A bruxa foi amarrada no mastro com força, fazendo-a ficar impossibilitada de mover qualquer parte do corpo, e ela chorava e gritava, dizendo que era inocente, para terem piedade. O padre se aproximou, fez uma oração em latim e jogou água benta, pedindo que todos os pecados dos quais ela tiver sido acusada fossem arrependidos e seu corpo purificado pelo fogo.
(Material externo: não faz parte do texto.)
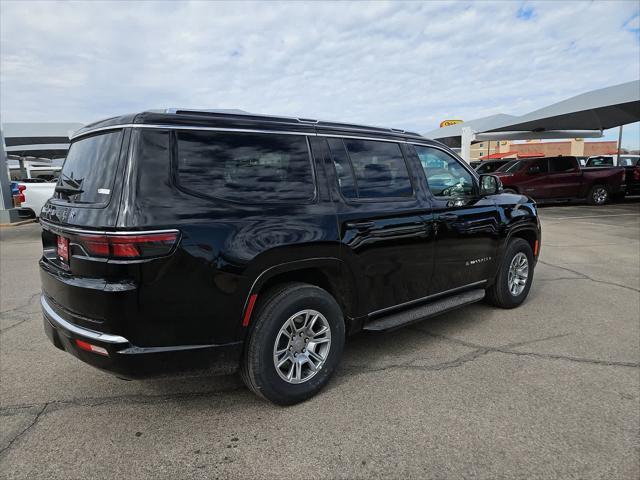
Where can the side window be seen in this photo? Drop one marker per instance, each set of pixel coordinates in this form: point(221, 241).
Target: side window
point(445, 175)
point(370, 169)
point(562, 164)
point(540, 166)
point(245, 167)
point(345, 173)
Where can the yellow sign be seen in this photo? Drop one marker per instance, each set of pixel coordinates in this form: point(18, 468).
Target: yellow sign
point(448, 123)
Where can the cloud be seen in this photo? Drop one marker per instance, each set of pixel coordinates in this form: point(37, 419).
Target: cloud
point(406, 65)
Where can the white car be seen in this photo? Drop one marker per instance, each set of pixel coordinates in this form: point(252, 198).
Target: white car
point(36, 194)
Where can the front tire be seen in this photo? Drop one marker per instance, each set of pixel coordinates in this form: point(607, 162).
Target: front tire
point(295, 344)
point(514, 278)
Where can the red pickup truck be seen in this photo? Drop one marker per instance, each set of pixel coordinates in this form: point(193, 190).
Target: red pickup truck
point(561, 178)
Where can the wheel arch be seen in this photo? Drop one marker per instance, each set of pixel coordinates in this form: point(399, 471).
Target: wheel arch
point(330, 274)
point(529, 233)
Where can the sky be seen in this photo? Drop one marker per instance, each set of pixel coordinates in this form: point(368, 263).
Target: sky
point(403, 65)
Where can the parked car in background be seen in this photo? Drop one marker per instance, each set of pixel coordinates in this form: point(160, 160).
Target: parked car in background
point(184, 239)
point(16, 194)
point(490, 166)
point(561, 179)
point(631, 164)
point(611, 160)
point(36, 193)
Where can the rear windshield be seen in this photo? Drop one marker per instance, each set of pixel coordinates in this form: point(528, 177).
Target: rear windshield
point(600, 162)
point(245, 167)
point(89, 169)
point(512, 166)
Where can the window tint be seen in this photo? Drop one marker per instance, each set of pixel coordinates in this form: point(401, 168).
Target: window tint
point(379, 168)
point(512, 166)
point(90, 169)
point(629, 161)
point(445, 175)
point(245, 167)
point(542, 164)
point(600, 162)
point(343, 168)
point(563, 164)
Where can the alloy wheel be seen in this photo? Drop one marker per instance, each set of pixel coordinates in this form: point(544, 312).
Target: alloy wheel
point(302, 346)
point(518, 274)
point(600, 195)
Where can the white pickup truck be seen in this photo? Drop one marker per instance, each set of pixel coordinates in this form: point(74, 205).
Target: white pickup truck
point(36, 194)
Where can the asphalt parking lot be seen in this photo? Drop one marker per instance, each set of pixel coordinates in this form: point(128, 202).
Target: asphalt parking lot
point(550, 390)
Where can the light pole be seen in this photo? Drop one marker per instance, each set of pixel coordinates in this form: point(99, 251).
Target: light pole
point(8, 214)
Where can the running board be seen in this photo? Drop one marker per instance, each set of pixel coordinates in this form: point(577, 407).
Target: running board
point(396, 320)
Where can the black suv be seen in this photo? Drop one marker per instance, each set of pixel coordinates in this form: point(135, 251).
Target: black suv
point(192, 239)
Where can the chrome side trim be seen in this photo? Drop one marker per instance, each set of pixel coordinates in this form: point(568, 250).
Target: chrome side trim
point(51, 226)
point(186, 127)
point(427, 298)
point(83, 332)
point(247, 130)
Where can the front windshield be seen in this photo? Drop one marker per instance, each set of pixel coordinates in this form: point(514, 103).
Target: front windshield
point(629, 161)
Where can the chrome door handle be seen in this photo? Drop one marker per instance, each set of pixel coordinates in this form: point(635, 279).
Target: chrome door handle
point(360, 225)
point(448, 217)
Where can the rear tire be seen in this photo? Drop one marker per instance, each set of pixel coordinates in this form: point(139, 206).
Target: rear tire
point(598, 195)
point(284, 322)
point(508, 291)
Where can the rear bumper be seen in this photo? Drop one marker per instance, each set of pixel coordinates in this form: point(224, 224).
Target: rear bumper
point(129, 361)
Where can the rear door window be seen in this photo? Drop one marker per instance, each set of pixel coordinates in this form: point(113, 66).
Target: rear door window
point(562, 164)
point(245, 167)
point(370, 169)
point(89, 170)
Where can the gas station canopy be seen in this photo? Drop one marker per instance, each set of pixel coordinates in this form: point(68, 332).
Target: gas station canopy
point(585, 115)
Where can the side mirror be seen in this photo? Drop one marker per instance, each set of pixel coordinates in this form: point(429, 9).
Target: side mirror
point(490, 185)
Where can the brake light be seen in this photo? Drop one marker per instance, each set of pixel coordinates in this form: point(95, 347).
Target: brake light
point(63, 249)
point(92, 348)
point(136, 246)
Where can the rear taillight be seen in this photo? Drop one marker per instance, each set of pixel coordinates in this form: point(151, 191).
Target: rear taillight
point(124, 247)
point(20, 196)
point(63, 249)
point(92, 348)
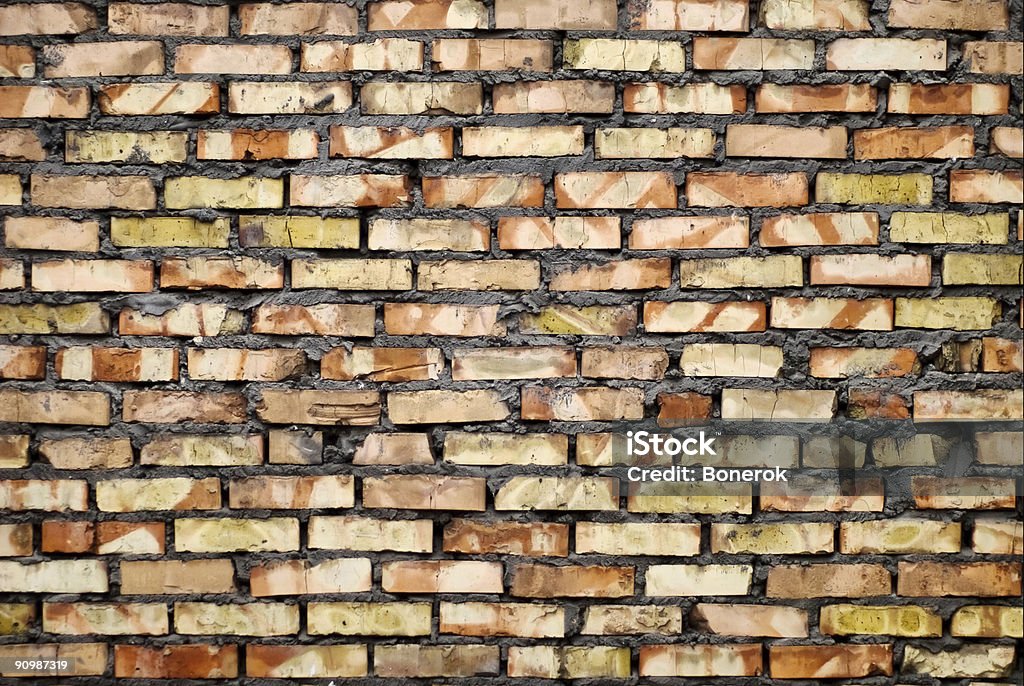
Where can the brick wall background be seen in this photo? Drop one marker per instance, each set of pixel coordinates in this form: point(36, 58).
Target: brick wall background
point(321, 319)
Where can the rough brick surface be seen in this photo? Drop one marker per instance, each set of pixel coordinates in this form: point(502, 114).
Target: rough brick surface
point(322, 320)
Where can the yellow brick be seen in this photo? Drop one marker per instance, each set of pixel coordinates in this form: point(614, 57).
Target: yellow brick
point(871, 188)
point(169, 232)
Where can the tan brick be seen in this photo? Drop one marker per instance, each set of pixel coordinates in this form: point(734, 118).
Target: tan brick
point(382, 363)
point(304, 18)
point(410, 536)
point(160, 98)
point(168, 18)
point(752, 53)
point(953, 98)
point(347, 408)
point(175, 406)
point(380, 55)
point(84, 363)
point(322, 97)
point(361, 618)
point(561, 14)
point(809, 14)
point(491, 54)
point(227, 272)
point(553, 97)
point(869, 54)
point(423, 491)
point(700, 660)
point(958, 313)
point(250, 144)
point(421, 98)
point(356, 190)
point(352, 274)
point(760, 140)
point(115, 58)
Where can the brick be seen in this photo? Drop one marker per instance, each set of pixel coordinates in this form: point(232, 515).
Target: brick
point(17, 61)
point(506, 538)
point(688, 15)
point(356, 190)
point(107, 618)
point(986, 186)
point(176, 661)
point(972, 15)
point(322, 97)
point(160, 98)
point(519, 619)
point(700, 660)
point(829, 661)
point(424, 234)
point(325, 319)
point(421, 98)
point(948, 227)
point(426, 14)
point(441, 576)
point(772, 97)
point(201, 191)
point(186, 319)
point(304, 18)
point(478, 275)
point(423, 491)
point(956, 312)
point(969, 660)
point(91, 59)
point(491, 54)
point(430, 319)
point(20, 144)
point(435, 660)
point(504, 448)
point(873, 188)
point(25, 361)
point(759, 140)
point(582, 404)
point(305, 660)
point(84, 363)
point(390, 143)
point(361, 533)
point(250, 144)
point(709, 98)
point(169, 18)
point(53, 18)
point(869, 54)
point(347, 408)
point(527, 362)
point(553, 97)
point(44, 102)
point(752, 53)
point(957, 98)
point(911, 143)
point(435, 406)
point(93, 193)
point(93, 275)
point(482, 191)
point(543, 581)
point(382, 363)
point(380, 55)
point(288, 577)
point(360, 618)
point(561, 14)
point(174, 576)
point(54, 576)
point(993, 57)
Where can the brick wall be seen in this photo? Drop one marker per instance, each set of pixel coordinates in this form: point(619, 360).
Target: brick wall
point(321, 320)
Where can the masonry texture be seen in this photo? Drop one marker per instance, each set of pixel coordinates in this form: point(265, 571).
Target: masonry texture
point(323, 324)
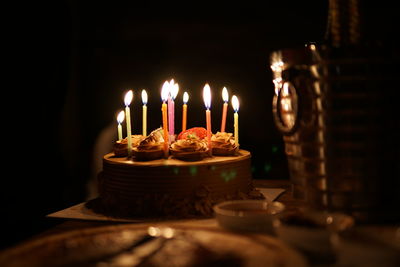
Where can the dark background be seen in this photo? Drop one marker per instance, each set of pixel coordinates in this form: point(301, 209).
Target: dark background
point(75, 60)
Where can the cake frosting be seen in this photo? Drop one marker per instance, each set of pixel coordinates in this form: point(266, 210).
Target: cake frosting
point(223, 144)
point(172, 187)
point(190, 148)
point(121, 146)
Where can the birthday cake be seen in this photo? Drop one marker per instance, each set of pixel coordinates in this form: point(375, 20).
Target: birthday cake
point(180, 178)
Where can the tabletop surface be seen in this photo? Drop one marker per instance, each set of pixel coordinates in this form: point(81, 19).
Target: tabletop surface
point(379, 238)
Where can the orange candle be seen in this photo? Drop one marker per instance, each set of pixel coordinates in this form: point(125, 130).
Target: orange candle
point(207, 103)
point(184, 110)
point(225, 97)
point(164, 98)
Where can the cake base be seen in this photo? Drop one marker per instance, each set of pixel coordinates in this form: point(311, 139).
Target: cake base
point(171, 187)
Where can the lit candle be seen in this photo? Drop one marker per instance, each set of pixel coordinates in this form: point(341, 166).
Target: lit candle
point(235, 105)
point(120, 119)
point(128, 100)
point(173, 92)
point(144, 113)
point(225, 97)
point(207, 103)
point(184, 110)
point(164, 98)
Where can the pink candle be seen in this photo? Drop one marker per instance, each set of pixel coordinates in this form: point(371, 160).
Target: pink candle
point(171, 108)
point(207, 103)
point(225, 97)
point(173, 92)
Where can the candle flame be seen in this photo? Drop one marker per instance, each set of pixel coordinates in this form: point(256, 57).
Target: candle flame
point(165, 91)
point(225, 95)
point(121, 117)
point(128, 98)
point(144, 97)
point(207, 96)
point(174, 88)
point(235, 103)
point(185, 97)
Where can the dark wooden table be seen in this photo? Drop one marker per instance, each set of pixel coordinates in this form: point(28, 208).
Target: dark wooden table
point(383, 235)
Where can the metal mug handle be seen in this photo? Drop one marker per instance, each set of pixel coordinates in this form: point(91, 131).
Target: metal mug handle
point(286, 97)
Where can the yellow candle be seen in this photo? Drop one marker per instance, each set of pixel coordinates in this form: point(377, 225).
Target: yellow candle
point(128, 100)
point(144, 113)
point(235, 105)
point(184, 110)
point(225, 97)
point(207, 103)
point(120, 119)
point(164, 98)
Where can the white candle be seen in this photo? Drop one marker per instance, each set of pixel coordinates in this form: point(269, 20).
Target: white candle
point(120, 119)
point(128, 100)
point(144, 113)
point(235, 105)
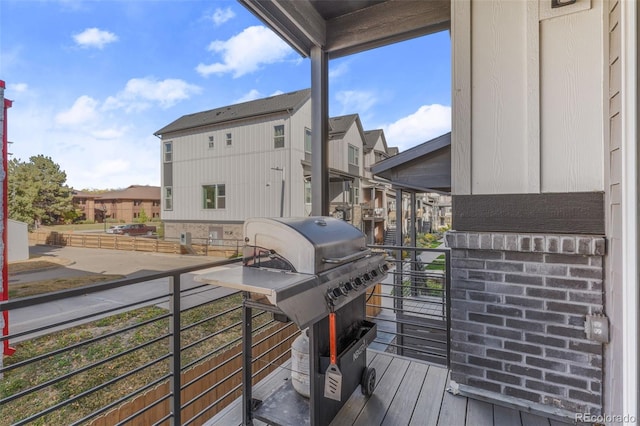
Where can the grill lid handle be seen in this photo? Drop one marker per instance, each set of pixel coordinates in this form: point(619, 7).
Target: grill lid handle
point(348, 258)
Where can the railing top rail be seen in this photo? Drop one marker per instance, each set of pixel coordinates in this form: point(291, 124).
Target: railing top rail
point(94, 288)
point(388, 247)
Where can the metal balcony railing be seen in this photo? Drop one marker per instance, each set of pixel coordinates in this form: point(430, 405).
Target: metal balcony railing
point(172, 354)
point(412, 305)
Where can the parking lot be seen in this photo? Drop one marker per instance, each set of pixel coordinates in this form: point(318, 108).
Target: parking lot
point(81, 261)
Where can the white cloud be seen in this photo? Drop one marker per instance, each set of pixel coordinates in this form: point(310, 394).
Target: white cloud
point(141, 93)
point(354, 101)
point(106, 134)
point(220, 16)
point(339, 70)
point(246, 52)
point(18, 87)
point(428, 122)
point(92, 151)
point(94, 37)
point(250, 96)
point(82, 112)
point(255, 94)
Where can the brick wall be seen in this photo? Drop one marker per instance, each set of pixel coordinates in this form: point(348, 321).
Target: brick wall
point(518, 307)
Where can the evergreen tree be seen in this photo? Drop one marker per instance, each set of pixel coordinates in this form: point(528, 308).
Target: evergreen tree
point(38, 192)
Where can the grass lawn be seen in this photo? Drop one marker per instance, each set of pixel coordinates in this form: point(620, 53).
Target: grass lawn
point(47, 286)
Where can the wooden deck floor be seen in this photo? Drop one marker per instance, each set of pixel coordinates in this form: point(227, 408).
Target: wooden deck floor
point(407, 392)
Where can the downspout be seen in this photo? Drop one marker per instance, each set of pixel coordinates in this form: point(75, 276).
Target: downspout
point(630, 294)
point(7, 350)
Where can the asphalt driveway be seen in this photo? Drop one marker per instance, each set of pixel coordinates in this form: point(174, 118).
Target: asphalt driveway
point(81, 261)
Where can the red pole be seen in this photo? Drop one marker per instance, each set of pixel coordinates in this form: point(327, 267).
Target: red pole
point(5, 220)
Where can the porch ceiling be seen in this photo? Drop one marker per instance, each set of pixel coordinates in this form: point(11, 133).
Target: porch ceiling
point(350, 26)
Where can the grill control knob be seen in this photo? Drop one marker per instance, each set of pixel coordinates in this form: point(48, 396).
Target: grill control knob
point(331, 294)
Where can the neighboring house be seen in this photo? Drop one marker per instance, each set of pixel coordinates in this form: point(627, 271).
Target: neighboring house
point(125, 205)
point(253, 159)
point(376, 195)
point(544, 184)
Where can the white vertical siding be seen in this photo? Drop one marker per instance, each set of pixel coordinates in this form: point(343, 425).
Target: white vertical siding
point(252, 188)
point(613, 278)
point(499, 101)
point(502, 142)
point(572, 101)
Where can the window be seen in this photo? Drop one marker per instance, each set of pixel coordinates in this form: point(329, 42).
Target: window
point(168, 198)
point(168, 152)
point(213, 196)
point(307, 192)
point(354, 196)
point(278, 136)
point(307, 141)
point(354, 153)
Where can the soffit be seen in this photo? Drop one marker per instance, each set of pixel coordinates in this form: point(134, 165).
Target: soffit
point(350, 26)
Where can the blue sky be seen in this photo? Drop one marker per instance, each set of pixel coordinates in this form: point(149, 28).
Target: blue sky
point(93, 80)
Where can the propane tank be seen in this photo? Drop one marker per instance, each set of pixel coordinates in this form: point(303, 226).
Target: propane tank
point(300, 364)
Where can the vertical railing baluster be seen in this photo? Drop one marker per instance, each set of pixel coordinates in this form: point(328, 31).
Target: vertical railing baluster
point(174, 347)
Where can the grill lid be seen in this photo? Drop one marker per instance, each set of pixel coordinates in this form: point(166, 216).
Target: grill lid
point(311, 244)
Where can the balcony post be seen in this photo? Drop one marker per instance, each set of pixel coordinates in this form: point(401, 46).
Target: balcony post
point(319, 132)
point(174, 343)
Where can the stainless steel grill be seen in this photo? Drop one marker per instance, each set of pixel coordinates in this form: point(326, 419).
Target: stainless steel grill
point(304, 266)
point(304, 269)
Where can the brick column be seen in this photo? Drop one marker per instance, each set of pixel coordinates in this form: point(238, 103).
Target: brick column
point(518, 309)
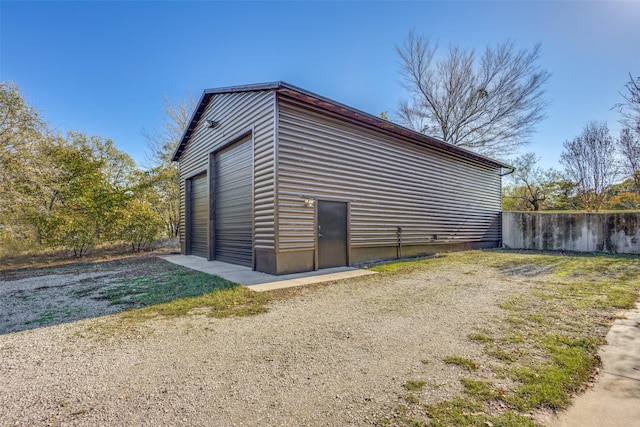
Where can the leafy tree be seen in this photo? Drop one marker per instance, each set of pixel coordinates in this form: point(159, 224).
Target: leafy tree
point(590, 162)
point(23, 134)
point(139, 224)
point(490, 105)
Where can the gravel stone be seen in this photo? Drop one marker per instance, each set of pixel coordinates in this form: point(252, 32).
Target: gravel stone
point(336, 354)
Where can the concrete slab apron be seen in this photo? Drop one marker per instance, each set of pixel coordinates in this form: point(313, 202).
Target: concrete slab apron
point(615, 399)
point(262, 282)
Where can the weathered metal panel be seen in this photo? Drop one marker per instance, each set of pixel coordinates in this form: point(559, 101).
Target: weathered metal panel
point(237, 114)
point(233, 190)
point(434, 196)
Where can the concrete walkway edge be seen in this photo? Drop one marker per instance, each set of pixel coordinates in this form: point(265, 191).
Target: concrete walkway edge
point(615, 399)
point(261, 282)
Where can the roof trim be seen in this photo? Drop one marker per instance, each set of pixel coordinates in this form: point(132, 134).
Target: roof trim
point(324, 103)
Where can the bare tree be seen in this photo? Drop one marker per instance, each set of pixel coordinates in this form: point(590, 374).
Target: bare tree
point(531, 184)
point(630, 109)
point(163, 175)
point(629, 145)
point(163, 142)
point(490, 105)
point(590, 162)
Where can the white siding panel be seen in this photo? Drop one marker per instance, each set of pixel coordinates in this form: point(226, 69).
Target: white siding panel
point(389, 181)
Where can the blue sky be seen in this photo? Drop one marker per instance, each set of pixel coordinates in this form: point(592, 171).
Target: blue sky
point(104, 68)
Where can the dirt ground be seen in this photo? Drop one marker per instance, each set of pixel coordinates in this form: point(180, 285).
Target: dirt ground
point(336, 354)
point(36, 297)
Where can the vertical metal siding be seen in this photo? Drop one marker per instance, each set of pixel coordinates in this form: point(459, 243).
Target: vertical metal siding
point(237, 113)
point(390, 182)
point(233, 223)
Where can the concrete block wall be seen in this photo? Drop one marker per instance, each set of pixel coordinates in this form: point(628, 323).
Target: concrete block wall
point(580, 232)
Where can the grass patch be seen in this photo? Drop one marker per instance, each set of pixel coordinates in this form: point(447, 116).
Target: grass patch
point(479, 337)
point(464, 363)
point(546, 341)
point(480, 390)
point(414, 385)
point(163, 287)
point(225, 302)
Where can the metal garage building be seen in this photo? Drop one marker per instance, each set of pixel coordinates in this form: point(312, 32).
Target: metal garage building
point(282, 180)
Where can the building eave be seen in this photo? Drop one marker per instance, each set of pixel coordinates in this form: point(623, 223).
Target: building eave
point(323, 103)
As tochas foram acesas, e a garota gritava mais em desespero, a multidão vibrava por “justiça divina” enquanto observavam o fogo se espalhar ao redor da bruxa.
Ela gritava e chorava, e os incentivos da multidão a machucavam mais que as próprias chamas. O calor foi aumentando e o fogo se aproximando, começando a consumi-la. Aos berros, sentiu o fogo tocá-la e queimá-la, a dor era insuportável. Sentia que estava no inferno sendo inocente. Num instinto, fechou os olhos e visualizou o futuro certo: Ela completamente incendiada, tida como bruxa. Apenas uma entre tantas inocentes, apenas uma vítima da ignorância de um período da história.
Os berros cessaram, e antes que o fogo a consumisse por inteira, ela abriu os olhos e uma lágrima desceu por sua face pálida e coberta de cinzas. A vidente condenada como bruxa, a bruxa tida como uma possessão demoníaca, o sábio que falou demais ou ensinou demais, alguém que pensou mais que devia, todos consumidos pela morte.
O fogo tomou conta de todo corpo e alma da garota, restando no final da fogueira às cinzas de uma inocência.